SEAR maintains a 100% registration rate and processes frames at ~10 FPS, nearly matching the speed of the original VGGT model and being 200× faster than the closest competitor (MINIMAROMA at 0.05 FPS). The approach is robust across varying thermal-to-RGB ratios and works reliably even when modalities are captured at different times or under different lighting conditions.

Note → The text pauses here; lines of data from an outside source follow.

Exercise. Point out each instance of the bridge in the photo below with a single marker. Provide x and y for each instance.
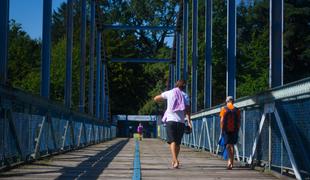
(44, 139)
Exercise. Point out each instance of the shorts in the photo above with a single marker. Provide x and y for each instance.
(175, 131)
(230, 137)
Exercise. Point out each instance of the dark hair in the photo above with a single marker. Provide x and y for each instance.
(181, 84)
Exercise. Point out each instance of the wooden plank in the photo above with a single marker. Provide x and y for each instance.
(114, 160)
(156, 164)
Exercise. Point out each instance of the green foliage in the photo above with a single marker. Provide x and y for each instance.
(133, 86)
(23, 60)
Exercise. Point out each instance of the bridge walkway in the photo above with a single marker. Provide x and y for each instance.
(114, 160)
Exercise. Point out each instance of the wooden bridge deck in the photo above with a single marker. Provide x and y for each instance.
(114, 160)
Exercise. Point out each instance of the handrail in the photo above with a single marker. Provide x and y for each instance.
(44, 103)
(290, 90)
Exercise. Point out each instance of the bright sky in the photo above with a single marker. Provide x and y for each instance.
(29, 14)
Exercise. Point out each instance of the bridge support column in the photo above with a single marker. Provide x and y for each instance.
(68, 87)
(231, 49)
(276, 44)
(83, 56)
(4, 23)
(194, 56)
(178, 55)
(98, 51)
(185, 40)
(46, 48)
(91, 59)
(208, 55)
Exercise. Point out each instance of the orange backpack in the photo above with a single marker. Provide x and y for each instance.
(230, 120)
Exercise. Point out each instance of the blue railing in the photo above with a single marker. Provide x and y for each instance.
(274, 129)
(32, 127)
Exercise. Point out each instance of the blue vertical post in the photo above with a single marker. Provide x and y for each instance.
(172, 75)
(178, 55)
(103, 92)
(107, 95)
(83, 55)
(46, 48)
(68, 85)
(194, 55)
(91, 60)
(169, 77)
(276, 44)
(231, 49)
(98, 52)
(4, 24)
(208, 56)
(185, 39)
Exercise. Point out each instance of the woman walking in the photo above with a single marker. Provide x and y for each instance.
(178, 105)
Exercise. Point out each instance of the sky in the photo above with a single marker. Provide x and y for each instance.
(29, 14)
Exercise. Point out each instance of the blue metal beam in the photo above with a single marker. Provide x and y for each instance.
(91, 60)
(231, 49)
(68, 85)
(185, 40)
(172, 76)
(4, 23)
(103, 91)
(208, 56)
(83, 55)
(194, 55)
(276, 44)
(125, 27)
(178, 55)
(98, 52)
(140, 60)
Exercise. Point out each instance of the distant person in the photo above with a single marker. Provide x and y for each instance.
(140, 131)
(230, 124)
(178, 105)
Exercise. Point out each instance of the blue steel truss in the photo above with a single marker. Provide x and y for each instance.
(33, 126)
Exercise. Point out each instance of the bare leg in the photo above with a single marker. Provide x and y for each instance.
(173, 148)
(230, 149)
(177, 152)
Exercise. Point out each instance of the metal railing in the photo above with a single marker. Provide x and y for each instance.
(274, 129)
(32, 127)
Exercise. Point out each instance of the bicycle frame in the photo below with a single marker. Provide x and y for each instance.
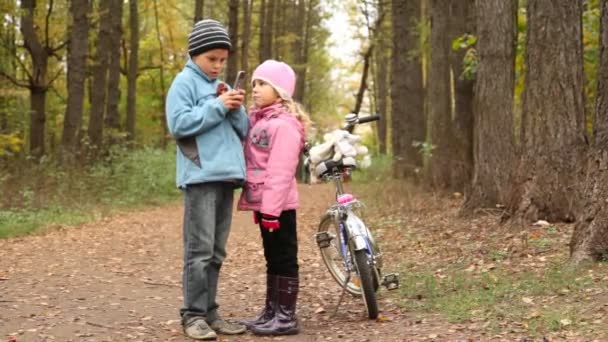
(352, 229)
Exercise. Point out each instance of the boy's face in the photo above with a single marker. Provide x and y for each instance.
(263, 94)
(211, 62)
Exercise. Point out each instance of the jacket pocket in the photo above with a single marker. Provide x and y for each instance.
(253, 192)
(189, 149)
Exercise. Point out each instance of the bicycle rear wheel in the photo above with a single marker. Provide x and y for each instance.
(365, 270)
(332, 257)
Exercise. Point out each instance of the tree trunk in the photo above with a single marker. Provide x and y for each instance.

Additionally, we introduce a new dataset featuring 9 scenes (~2,000 images) with distinct RGB/thermal trajectories captured under varying illumination and viewpoints, providing a robust benchmark for future work in multimodal 3D scene reconstruction.
Quantitative Performance
SEAR outperforms all baselines across pose estimation and point cloud reconstruction metrics on our novel SEAR dataset (9 scenes, 1,890 images with varying illumination/viewpoints):
| Method | AUC@30 ↑ | RRA@30 ↑ | RTA@30 ↑ | Reg ↑ | FPS ↑ |
|---|---|---|---|---|---|
| COLMAP + SPSG | 74.4 | 99.9 | 95.9 | 27.9 | 0.66 |
| MINIMAROMA | 48.2 | 65.9 | 68.9 | 100 | 0.04 |
| VGGT | 23.3 | 56.4 | 56.4 | 100 | 10.46 |
| SEAR (ours) | 62.8 | 83.7 | 84.2 | 100 | 9.94 |
And on public datasets (ThermoScenes, ThermalNeRF, ThermalGaussian, ThermalMix, Radar Forest (RF)):
| Method | AUC@30 ↑ | RRA@30 ↑ | RTA@30 ↑ | Chamfer Distance ↓ | FPS ↑ |
|---|---|---|---|---|---|
| COLMAP + SPSG | 57.6 | 82.5 | 74.6 | 1.42 | 0.44 |
| MINIMAROMA | 41.0 | 68.3 | 63.0 | 1.03 | 0.05 |
| VGGT | 22.9 | 50.7 | 48.5 | 1.91 | 10.46 |
| SEAR (ours) | 70.0 | 90.6 | 87.6 | 0.27 | 9.94 |
- Robust alignment: SEAR reconstructs coherent, multimodal point clouds even when RGB and thermal images are captured at different times or under varying lighting (e.g., day vs. night).
- Challenging conditions: Works reliably in smoke-occluded scenes (SmokeSeer dataset) where RGB-only methods fail.
- Efficiency: 200× faster than MINIMAROMA (10.46 FPS vs. 0.05 FPS).